To say they don't travel well is an understatement, so I took them back home before heading out again, on the same path. I wasn't 5 minutes in my walk, when behind a breached stone wall I saw an entire field of ink caps, at various stages of life: from the tiny ones, just pushing through the grass, to the old frayed and dishevelled ones, surrounded by a small pool of inky mush. I was clearly trespassing when I scampered over the wall to get some more mushrooms as it was equally obvious that the owners of the cottage didn't know what to do with all those ink cap mushrooms apart from letting them swiftly rot away...not allowed!
This time I did not turn back, I just pressed on with my walk through the woods and into the fields beyond, hoping I would not loose my footing on the slippery slopes, and with it my lunch. Ink caps are not the best mushrooms for flavour, and definitely not the right ones to sauté, as they tend to almost dissolve in the pan, leaving you with a slippery slop to contend with, so I decided to turn them into soup. By the time I had taken off the stalks (which tend to be hollow and fibrous) I had almost 500g and along with some potatoes from the garden and leftover dried porcini, they made a very nice and warming soup. Perfect with the mini sourdough pumpkin seed rolls that had just come out of the oven. You can used the recipe below for any mushroom soup.
Ink cap mushroom and chives soup
2 small shallots
4 small potatoes
15 g dried porcini mushrooms (boletus edulis)

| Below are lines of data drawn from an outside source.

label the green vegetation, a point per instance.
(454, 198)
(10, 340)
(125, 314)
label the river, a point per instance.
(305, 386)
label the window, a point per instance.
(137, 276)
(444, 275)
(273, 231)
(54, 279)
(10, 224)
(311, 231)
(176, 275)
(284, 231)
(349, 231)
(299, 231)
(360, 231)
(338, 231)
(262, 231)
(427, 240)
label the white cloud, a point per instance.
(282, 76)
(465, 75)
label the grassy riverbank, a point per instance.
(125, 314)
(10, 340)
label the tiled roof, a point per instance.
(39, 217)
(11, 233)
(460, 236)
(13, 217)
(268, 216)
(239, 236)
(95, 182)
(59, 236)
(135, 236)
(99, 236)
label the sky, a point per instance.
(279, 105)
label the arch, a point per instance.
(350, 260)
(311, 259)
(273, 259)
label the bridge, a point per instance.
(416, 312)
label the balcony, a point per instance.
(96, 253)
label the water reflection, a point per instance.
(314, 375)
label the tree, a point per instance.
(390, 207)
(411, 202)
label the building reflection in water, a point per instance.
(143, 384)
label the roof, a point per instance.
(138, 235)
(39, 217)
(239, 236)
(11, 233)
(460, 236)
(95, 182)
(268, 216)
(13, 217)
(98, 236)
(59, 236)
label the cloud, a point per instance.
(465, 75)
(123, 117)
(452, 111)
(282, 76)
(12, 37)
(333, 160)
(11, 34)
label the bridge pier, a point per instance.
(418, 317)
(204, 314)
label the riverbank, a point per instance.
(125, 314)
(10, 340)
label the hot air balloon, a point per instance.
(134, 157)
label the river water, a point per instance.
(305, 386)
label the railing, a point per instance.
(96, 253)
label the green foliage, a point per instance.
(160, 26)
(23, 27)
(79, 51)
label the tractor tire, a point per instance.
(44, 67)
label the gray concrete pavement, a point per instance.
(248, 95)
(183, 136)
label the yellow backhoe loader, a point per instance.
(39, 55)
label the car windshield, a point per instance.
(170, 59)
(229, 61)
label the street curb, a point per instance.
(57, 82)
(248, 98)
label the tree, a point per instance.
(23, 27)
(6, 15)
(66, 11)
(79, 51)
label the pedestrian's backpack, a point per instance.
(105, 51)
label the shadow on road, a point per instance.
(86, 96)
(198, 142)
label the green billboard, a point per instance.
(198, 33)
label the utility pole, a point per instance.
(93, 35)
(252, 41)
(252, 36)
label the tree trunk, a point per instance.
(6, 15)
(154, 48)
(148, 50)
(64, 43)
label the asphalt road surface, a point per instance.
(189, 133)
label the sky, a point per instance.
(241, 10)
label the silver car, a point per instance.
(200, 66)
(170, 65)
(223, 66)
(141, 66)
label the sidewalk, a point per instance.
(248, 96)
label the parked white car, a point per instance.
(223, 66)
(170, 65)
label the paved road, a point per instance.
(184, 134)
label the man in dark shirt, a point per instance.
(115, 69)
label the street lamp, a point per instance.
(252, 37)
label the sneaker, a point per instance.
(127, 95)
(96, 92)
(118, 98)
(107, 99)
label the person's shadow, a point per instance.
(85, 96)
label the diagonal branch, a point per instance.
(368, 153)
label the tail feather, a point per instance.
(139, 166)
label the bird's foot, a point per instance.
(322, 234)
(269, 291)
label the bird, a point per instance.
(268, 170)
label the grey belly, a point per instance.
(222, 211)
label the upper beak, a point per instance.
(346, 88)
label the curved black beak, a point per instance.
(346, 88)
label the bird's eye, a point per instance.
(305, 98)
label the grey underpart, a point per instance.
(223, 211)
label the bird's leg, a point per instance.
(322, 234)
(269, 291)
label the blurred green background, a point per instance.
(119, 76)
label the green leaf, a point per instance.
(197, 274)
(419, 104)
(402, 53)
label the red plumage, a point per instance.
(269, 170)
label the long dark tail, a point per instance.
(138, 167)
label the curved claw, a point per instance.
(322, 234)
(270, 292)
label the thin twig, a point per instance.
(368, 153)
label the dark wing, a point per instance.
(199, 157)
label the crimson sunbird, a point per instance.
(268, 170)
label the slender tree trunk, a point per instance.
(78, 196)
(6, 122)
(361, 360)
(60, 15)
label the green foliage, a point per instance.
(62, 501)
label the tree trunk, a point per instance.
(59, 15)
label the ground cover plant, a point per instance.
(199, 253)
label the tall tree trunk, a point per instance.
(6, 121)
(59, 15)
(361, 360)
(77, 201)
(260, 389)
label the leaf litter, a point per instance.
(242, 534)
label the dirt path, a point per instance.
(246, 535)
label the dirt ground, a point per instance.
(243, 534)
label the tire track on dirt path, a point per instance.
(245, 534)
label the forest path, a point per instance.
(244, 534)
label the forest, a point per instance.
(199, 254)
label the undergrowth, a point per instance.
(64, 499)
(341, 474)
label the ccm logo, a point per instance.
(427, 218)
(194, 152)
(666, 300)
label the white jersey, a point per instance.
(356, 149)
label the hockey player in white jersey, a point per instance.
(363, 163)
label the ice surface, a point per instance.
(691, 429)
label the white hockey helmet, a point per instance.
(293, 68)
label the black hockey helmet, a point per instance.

10-15 very young ink cap mushrooms (or field mushrooms)
1 garlic clove
vegetable stock (or water)
2 tbsp double cream
1 tbsp chopped chives (alternatively parsley)
While you soak the porcini in warm water for about 15 minutes prepare all the other ingredients. Chop the shallots finely, peel and cut the potatoes into cubes and slice the ink cap mushroom. When the porcini are soft, take them out of the soaking water and chop very finely. In a heavy base pan sauté the shallots and garlic clove with the butter, until soft and no longer pungent. Stir in the porcini mushrooms and leave to flavour. Add the diced potatoes then the soaking water of the porcini, making sure there is no grit at the bottom of the bowl.
At this stage add the ink cap mushrooms, stir over high heat and season with coarse sea salt before covering with water. Cover the pan with a tight fitting lid, lower the heat and leave to simmer for about 15 minutes, when the potatoes should be soft. Using an immersion blender liquidise the soup, add the cream and check the seasoning. Sprinkle with chopped chives or parsley and serve hot with some nice crusty bread.